Its also recommended to learn the fundamentals and basics of the human figure before stylizing.
 
They're really no more useful or detrimental than any "how do draw" book. The best thing it can teach you is how to break things down into simpler shapes (and after a while that changes as your skill grows and your style develops), maybe give some pointers on shading and line quality, or recommend some art supplies.

I've found watching people draw is far more helpful than books though. Seeing how lines go down as it's happening really answers a lot of questions.
 
I kind of gag every time I see those. Manga isn't a "style", and more importantly, one's best bet is to try and do things their own way.

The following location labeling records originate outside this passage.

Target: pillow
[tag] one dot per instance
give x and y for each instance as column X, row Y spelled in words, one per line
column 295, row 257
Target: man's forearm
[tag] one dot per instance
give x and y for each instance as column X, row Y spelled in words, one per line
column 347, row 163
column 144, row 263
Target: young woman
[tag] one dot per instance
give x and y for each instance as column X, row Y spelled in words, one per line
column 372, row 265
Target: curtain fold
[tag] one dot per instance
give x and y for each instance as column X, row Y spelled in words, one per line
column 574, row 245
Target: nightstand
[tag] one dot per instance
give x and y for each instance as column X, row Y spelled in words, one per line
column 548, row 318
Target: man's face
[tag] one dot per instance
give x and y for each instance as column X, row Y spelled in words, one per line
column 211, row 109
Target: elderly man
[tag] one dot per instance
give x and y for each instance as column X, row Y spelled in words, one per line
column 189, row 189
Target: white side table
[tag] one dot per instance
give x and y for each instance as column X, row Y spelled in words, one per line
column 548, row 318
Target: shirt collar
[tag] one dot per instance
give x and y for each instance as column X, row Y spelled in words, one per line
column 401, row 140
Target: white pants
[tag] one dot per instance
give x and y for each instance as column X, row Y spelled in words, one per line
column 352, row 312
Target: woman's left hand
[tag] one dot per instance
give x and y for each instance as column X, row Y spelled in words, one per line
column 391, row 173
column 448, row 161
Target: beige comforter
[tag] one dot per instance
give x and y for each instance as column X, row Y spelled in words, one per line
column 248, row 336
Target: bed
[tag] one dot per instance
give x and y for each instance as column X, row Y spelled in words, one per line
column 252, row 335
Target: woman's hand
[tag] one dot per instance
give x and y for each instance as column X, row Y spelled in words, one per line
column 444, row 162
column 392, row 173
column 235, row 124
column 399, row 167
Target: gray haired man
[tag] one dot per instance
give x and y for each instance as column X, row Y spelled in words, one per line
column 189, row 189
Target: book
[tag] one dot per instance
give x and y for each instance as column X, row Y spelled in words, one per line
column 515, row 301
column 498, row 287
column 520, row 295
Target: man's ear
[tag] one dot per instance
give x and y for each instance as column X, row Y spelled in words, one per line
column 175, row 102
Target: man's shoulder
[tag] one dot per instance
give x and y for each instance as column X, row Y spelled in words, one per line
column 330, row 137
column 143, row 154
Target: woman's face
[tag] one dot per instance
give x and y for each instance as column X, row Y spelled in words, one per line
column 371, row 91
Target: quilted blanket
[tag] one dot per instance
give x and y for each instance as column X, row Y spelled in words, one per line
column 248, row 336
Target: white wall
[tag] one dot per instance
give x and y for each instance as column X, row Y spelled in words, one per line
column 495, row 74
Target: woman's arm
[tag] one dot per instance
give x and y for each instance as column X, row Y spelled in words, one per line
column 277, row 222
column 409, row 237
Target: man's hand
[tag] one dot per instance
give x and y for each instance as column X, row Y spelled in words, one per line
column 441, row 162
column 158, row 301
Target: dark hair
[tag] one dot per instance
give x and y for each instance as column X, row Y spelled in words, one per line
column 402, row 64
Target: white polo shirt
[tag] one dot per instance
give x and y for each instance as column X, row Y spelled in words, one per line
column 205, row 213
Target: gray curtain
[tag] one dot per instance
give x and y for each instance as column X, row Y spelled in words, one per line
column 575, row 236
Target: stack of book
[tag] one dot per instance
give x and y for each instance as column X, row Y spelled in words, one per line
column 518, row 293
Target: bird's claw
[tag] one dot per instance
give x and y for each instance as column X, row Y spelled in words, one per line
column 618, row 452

Really, you're just better off drawing from life or looking at realistic "How To Draw" books before you start stylizing things. Art that's based on another person's non-realistic style tenRAB to be......not so good.
 
These books seem to be just an English-translated rendition of a Japanese book series. I've seen a few of the Japanese-language volumes at a used Japanese bookstore. Don't know why they'd bother to make such books in Japan to begin with. I could understand it in the US as a cash-in on the anime craze we once had in the early '00s.
 
I have and it is quite hard. I even have a How to Draw Transformers book that was written and Illustrated by two official people involved with the Marvel/Dreamwave/IDW series (Simon Fuman and Guido Guldi *Or however you spell his last name*).

It does give the basic tricks on drawing, but I can't draw like that at all. In fact, I draw in a half Anime/half Cartoonish style. I suck at drawing full Anime style myself.